Visions of Victory: A Postwar Debate over an All-Soviet War Monument in Moscow

Saturday, January 5, 2019: 11:00 AM
Price Room (Palmer House Hilton)
Jonathan Brunstedt, Utah State University
As the Wehrmacht bore down on Moscow in November 1941, Stalin famously summoned a host of Russian and proto-Russian military commanders before columns of Red Army troops readying to march to the front.
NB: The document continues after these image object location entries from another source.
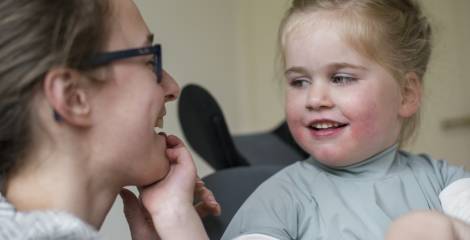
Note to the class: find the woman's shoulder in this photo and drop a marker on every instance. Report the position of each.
(41, 224)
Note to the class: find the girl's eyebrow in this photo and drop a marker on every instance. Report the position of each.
(299, 70)
(303, 71)
(346, 65)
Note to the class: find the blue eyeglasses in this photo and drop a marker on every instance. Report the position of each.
(108, 57)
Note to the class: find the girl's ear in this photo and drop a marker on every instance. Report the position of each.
(411, 95)
(67, 94)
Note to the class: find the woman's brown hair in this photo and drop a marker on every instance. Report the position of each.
(35, 36)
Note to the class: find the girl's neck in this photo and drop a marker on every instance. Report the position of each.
(61, 186)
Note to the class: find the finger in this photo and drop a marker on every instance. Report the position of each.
(207, 204)
(204, 209)
(173, 141)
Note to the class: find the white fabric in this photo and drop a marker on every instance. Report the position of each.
(255, 237)
(455, 199)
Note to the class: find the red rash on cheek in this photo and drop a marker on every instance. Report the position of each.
(364, 124)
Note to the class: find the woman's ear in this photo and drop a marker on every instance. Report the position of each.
(411, 95)
(67, 94)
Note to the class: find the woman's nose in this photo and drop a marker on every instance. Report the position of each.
(170, 86)
(319, 97)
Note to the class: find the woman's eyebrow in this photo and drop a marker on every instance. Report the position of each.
(149, 39)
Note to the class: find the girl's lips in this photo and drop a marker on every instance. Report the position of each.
(326, 129)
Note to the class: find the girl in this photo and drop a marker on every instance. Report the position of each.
(81, 90)
(354, 72)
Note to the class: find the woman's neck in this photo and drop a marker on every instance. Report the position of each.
(61, 185)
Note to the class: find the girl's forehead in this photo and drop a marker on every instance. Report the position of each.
(316, 25)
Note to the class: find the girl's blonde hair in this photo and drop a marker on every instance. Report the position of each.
(35, 36)
(394, 33)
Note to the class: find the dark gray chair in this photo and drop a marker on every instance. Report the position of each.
(231, 187)
(207, 133)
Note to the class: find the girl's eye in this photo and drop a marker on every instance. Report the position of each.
(298, 83)
(151, 64)
(342, 79)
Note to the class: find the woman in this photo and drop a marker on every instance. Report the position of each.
(81, 89)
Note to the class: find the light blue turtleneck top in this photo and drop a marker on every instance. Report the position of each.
(308, 200)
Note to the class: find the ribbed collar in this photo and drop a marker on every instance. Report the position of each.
(376, 166)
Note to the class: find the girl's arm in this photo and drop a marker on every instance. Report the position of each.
(429, 226)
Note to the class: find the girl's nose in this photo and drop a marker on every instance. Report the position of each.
(170, 86)
(319, 97)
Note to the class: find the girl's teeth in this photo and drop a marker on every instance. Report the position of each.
(325, 125)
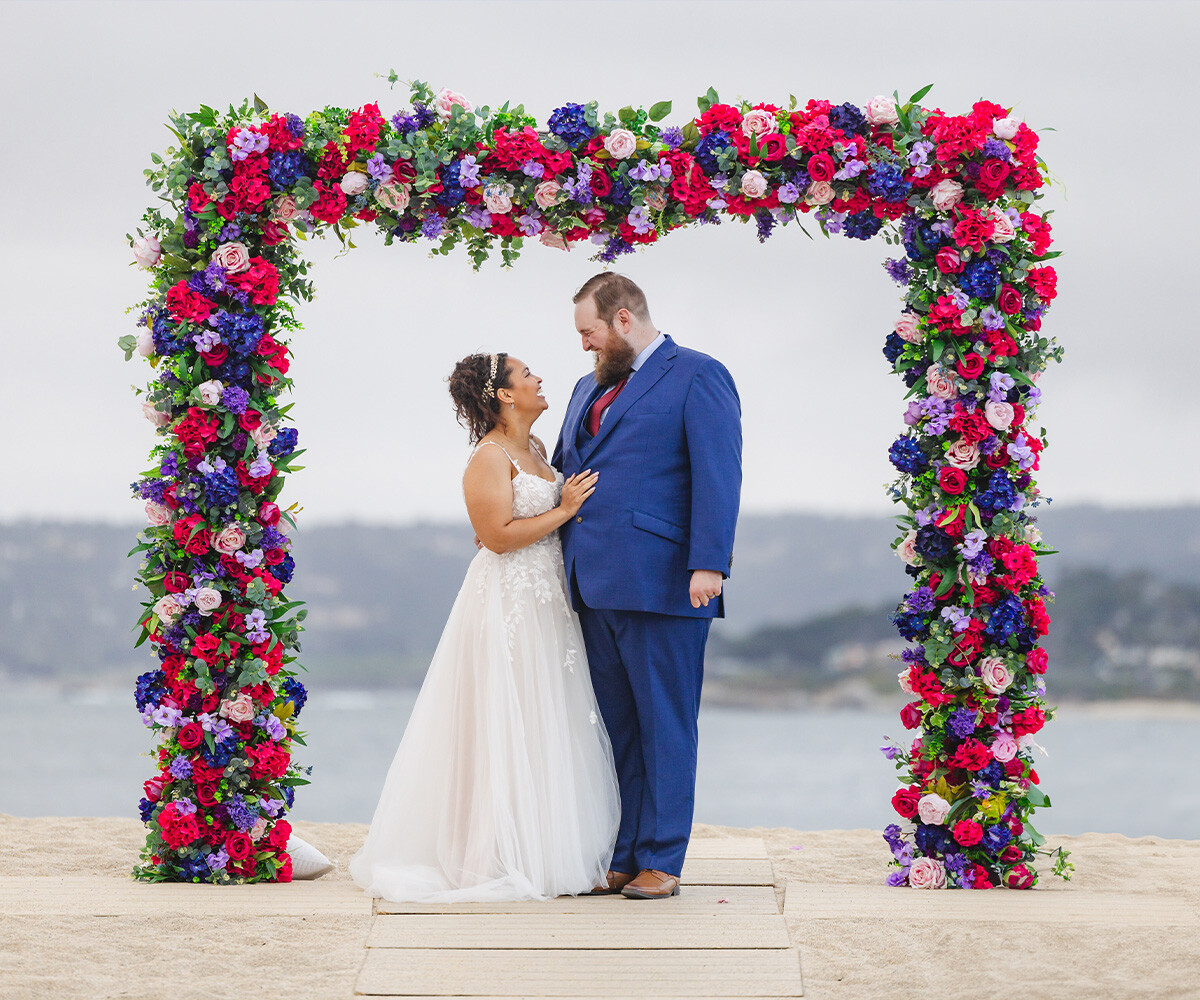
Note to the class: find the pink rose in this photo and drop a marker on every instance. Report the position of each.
(907, 549)
(995, 674)
(154, 415)
(820, 192)
(909, 328)
(393, 196)
(167, 609)
(1003, 747)
(210, 391)
(946, 195)
(208, 600)
(759, 123)
(1000, 414)
(498, 198)
(621, 143)
(233, 257)
(445, 100)
(354, 184)
(963, 454)
(754, 184)
(933, 808)
(229, 539)
(546, 193)
(1006, 127)
(147, 251)
(927, 873)
(882, 111)
(940, 383)
(283, 208)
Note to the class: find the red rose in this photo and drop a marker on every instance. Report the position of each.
(905, 801)
(1009, 300)
(952, 480)
(967, 833)
(910, 716)
(821, 167)
(949, 261)
(191, 736)
(971, 366)
(238, 845)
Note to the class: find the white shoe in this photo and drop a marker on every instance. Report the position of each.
(307, 862)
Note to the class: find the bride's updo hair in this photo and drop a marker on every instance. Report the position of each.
(473, 384)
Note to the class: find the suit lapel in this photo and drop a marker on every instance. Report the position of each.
(655, 366)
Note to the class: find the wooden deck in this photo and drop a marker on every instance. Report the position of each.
(723, 936)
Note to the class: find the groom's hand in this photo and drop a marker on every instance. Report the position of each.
(706, 585)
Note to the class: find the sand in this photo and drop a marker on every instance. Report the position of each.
(1127, 924)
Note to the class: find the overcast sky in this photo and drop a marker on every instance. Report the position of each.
(799, 323)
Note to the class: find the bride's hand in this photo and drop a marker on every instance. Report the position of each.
(577, 489)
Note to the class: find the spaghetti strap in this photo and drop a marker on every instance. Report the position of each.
(502, 448)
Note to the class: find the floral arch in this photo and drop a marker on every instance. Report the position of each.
(955, 195)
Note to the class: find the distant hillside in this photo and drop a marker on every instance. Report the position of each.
(378, 597)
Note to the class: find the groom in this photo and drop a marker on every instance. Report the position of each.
(646, 558)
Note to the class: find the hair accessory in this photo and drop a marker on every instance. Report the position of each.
(491, 378)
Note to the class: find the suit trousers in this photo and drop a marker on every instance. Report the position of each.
(647, 671)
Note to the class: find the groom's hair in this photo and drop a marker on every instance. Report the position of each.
(612, 292)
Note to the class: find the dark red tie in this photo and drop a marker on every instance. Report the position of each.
(599, 406)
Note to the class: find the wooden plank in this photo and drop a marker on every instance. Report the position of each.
(100, 896)
(715, 899)
(808, 902)
(522, 972)
(643, 928)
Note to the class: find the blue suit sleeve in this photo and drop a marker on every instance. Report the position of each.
(713, 425)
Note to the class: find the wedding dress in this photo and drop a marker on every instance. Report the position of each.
(503, 785)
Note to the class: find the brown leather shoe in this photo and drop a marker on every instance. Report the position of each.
(617, 881)
(652, 885)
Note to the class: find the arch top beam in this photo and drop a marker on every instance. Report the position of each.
(243, 190)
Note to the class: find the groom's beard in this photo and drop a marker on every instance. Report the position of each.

From an open-air platform atop Lenin’s mausoleum, the country’s leader urged the soldiers to “[l]et the heroic image of our great ancestors inspire you in this war—Aleksandr Nevskii, Dmitrii Donskoi, Kuz’ma Minin, Dmitrii Pozharskii, Aleksandr Suvorov, Mikhail Kutuzov.” The German invasion of the Soviet Union in June 1941 compelled the Soviet leadership to deploy patriotic symbols and imagery associated with prerevolutionary Russia as part of mass mobilization. While this helped stiffen the resolve of a population still reeling from Germany’s rapid advance, it also sparked something of a Russian national awakening, which complicated postwar efforts to commemorate the experience of war and occupation. Should depictions of World War II, or the “Great Patriotic War” as it was known in the USSR, portray it as the culmination of a thousand years of Russian military victories or as something entirely unprecedented and possible only under conditions of Soviet socialism? This question dominated postwar discussions over the war’s visual representation. Focusing on one of the most important efforts to commemorate the war—Moscow’s All-Soviet Victory Monument project—this paper will explore the tension between “Soviet” and “Russian” notions of patriotism and the role that tension played in determining late-Stalinist visualities of invasion, occupation, and victory.